This came a month after Ineos, the world’s largest privately owned chemicals company, announced that it would invest €3 billion to build a new ethane gas cracker and world-scale propane dehydrogenation unit at Antwerp, which is the first of its kind in Europe for 20 years. The company already has nine operations there.
A “well known CEO of a European chemicals company” had asked him “Are you quite mad?” shortly afterwards, Ratcliffe said. His answer to that was that Ineos could afford to invest in Europe because it can bring in cheap feedstocks and consumes them internally. No others are likely to follow suit.
“Nobody but nobody in my business seriously invests in Europe. They haven’t for a generation. Everyone in my business does, however, invest in the USA, Middle East or China, or indeed, all three. The USA is in the middle of a $200 billion spending spree on 333 new chemical plants. China has spent that sum annually for many years, constructing its own chemical building blocks.”
Europe, he continued, was formerly the world leader in chemicals, but its market share has halved from 30% to 15% in the past decade. “Europe is no longer competitive. It has the worlds most expensive energy and labour laws that are uninviting for employers. Worst of all, it has green taxes that, at best, can be described as foolish as they are having the opposite effect to how they were intended.”
As a result, he said, investment is going instead to the US and China and taking downstream manufacture with it. The US is now rebuilding its chemicals industry and replacing old units with new ones that have far lower emissions; it does not impose ‘green taxes’ but instead insists on “the very highest environmental standards before it issues permits for new builds”.

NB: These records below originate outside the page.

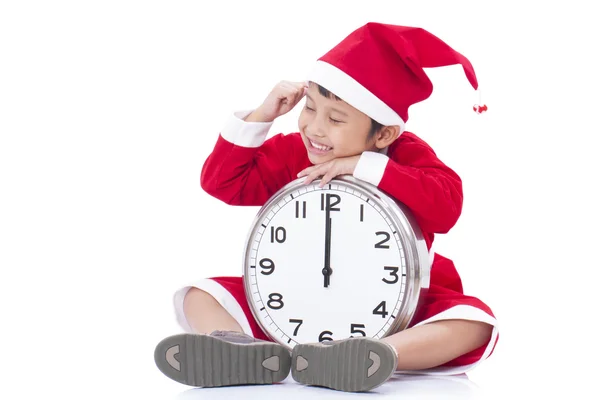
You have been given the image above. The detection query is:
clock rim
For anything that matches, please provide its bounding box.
[242,175,431,350]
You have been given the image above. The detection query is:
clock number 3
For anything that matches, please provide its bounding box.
[382,267,399,284]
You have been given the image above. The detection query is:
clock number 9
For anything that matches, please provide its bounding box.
[258,258,275,275]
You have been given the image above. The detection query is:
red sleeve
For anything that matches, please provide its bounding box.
[200,133,303,206]
[354,132,463,233]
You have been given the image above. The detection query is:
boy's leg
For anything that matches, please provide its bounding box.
[183,287,243,334]
[154,278,291,387]
[292,256,498,391]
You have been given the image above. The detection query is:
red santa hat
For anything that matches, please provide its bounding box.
[308,22,487,132]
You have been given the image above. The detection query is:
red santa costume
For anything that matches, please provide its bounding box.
[174,23,498,374]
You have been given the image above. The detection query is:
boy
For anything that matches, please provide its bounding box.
[155,23,498,392]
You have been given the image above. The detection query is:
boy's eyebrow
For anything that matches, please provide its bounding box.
[306,93,348,117]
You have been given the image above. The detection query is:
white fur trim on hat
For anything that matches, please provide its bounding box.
[308,60,404,133]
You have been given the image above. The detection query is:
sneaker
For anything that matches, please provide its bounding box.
[292,337,398,392]
[154,331,291,387]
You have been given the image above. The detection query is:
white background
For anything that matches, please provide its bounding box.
[0,0,600,399]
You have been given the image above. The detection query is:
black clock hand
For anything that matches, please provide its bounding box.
[323,210,331,287]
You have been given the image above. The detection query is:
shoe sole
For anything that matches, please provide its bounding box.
[292,338,397,392]
[154,333,291,387]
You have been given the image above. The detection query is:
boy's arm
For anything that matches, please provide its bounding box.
[200,111,303,206]
[353,133,463,233]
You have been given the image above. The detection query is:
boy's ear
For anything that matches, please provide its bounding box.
[375,125,400,149]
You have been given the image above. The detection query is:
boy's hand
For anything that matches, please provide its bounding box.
[298,155,360,188]
[245,81,308,122]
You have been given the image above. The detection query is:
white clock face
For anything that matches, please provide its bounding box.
[246,180,407,347]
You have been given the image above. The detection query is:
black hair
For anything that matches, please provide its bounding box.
[316,84,383,140]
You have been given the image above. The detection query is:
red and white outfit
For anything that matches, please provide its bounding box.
[174,23,498,375]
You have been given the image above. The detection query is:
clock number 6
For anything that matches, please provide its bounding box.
[350,324,367,337]
[319,331,333,342]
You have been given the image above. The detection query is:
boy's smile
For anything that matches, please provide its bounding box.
[298,82,374,164]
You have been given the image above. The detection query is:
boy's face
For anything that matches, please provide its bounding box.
[298,83,375,164]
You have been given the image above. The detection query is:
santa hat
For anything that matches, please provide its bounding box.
[308,22,487,132]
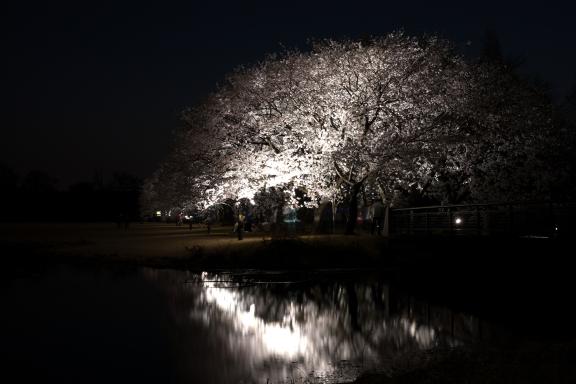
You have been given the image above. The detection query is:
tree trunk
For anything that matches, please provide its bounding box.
[345,182,362,235]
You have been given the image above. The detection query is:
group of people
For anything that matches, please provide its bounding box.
[232,212,252,240]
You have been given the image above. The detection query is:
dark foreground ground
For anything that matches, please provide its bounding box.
[0,220,576,383]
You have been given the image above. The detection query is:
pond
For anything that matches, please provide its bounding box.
[0,266,572,383]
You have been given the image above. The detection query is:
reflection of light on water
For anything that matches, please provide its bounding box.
[145,271,472,383]
[203,275,309,359]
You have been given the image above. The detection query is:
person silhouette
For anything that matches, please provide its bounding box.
[235,212,246,240]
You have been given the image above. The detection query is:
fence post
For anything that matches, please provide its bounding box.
[448,208,454,235]
[508,204,514,235]
[408,209,414,235]
[476,206,482,236]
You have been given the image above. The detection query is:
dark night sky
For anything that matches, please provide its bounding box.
[0,0,576,187]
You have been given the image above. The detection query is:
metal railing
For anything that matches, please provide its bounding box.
[389,202,576,237]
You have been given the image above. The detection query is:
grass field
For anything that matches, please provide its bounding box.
[0,223,386,269]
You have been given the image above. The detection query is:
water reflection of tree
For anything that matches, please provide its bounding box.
[144,271,476,382]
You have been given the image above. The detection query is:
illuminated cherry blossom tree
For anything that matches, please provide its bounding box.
[147,33,564,233]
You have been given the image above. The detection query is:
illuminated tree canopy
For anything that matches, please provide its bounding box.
[146,33,564,228]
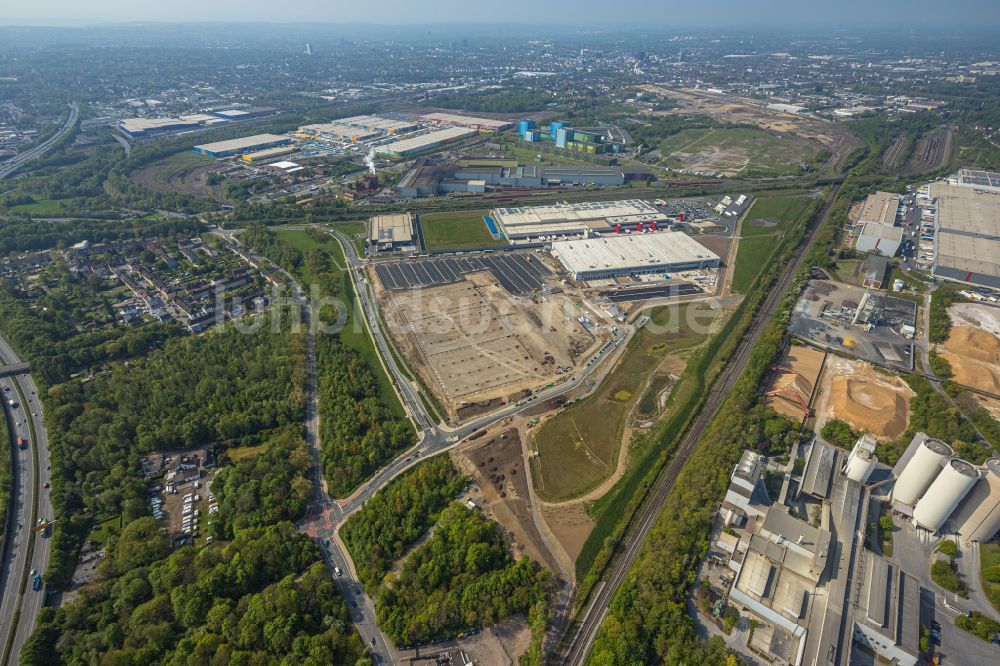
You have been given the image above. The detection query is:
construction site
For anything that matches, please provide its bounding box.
[791,280,917,371]
[815,354,914,440]
[376,256,610,419]
[937,303,1000,418]
[767,344,826,423]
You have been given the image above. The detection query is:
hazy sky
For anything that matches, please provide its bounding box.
[0,0,1000,30]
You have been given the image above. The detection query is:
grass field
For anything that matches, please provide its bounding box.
[979,543,1000,611]
[276,229,406,418]
[10,199,70,217]
[740,197,811,237]
[420,210,508,250]
[733,196,816,294]
[733,236,778,294]
[87,516,122,546]
[659,127,817,177]
[533,305,705,501]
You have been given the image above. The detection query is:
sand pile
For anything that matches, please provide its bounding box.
[941,326,1000,364]
[827,375,912,439]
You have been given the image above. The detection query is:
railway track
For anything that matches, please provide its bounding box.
[557,179,841,666]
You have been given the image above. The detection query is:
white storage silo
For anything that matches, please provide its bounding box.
[951,458,1000,543]
[892,439,955,506]
[913,458,979,532]
[844,449,878,483]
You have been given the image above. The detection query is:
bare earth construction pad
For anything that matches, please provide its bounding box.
[938,310,1000,418]
[816,355,914,439]
[383,271,595,416]
[767,346,823,421]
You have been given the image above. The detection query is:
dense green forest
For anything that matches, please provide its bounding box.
[429,87,560,113]
[340,456,466,593]
[240,223,414,496]
[0,215,202,254]
[46,326,305,586]
[210,424,313,539]
[376,502,551,645]
[21,518,371,666]
[316,335,413,497]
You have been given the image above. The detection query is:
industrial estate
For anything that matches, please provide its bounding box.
[0,16,1000,666]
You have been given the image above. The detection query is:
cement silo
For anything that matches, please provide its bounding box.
[844,449,878,483]
[951,458,1000,543]
[892,439,955,506]
[913,458,979,532]
[844,434,878,483]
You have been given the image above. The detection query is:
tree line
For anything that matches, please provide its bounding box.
[376,502,551,645]
[340,456,467,594]
[44,326,305,586]
[21,518,371,666]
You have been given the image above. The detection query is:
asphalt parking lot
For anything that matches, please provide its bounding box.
[375,252,552,295]
[599,282,704,303]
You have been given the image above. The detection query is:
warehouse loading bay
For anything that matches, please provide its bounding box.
[374,254,614,420]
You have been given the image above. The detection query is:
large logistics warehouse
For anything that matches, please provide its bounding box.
[492,199,670,240]
[552,231,719,280]
[855,192,903,257]
[193,134,292,157]
[930,182,1000,289]
[420,113,514,132]
[376,127,477,157]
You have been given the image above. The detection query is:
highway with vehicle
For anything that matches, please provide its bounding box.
[0,102,80,179]
[560,184,840,666]
[0,338,55,664]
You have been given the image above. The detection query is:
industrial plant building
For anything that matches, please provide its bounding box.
[929,180,1000,289]
[855,192,903,257]
[193,134,292,157]
[713,437,920,666]
[420,113,514,132]
[297,122,381,143]
[892,433,1000,542]
[376,127,477,157]
[368,213,416,252]
[552,231,719,280]
[492,199,670,240]
[118,118,201,139]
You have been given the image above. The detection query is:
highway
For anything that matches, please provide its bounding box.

Europe, he concluded, retains an industry built generations ago with old environmental standards and has scared investment away, while America has welcomed new investment, created new jobs and improved environmental standards. “I know who looks smarter … Europe, reminds me somewhat of the Charge of the Light Brigade, immortalised in Tennyson’s wonderful poem, full of valour and good intention but the outcome will not be pretty.”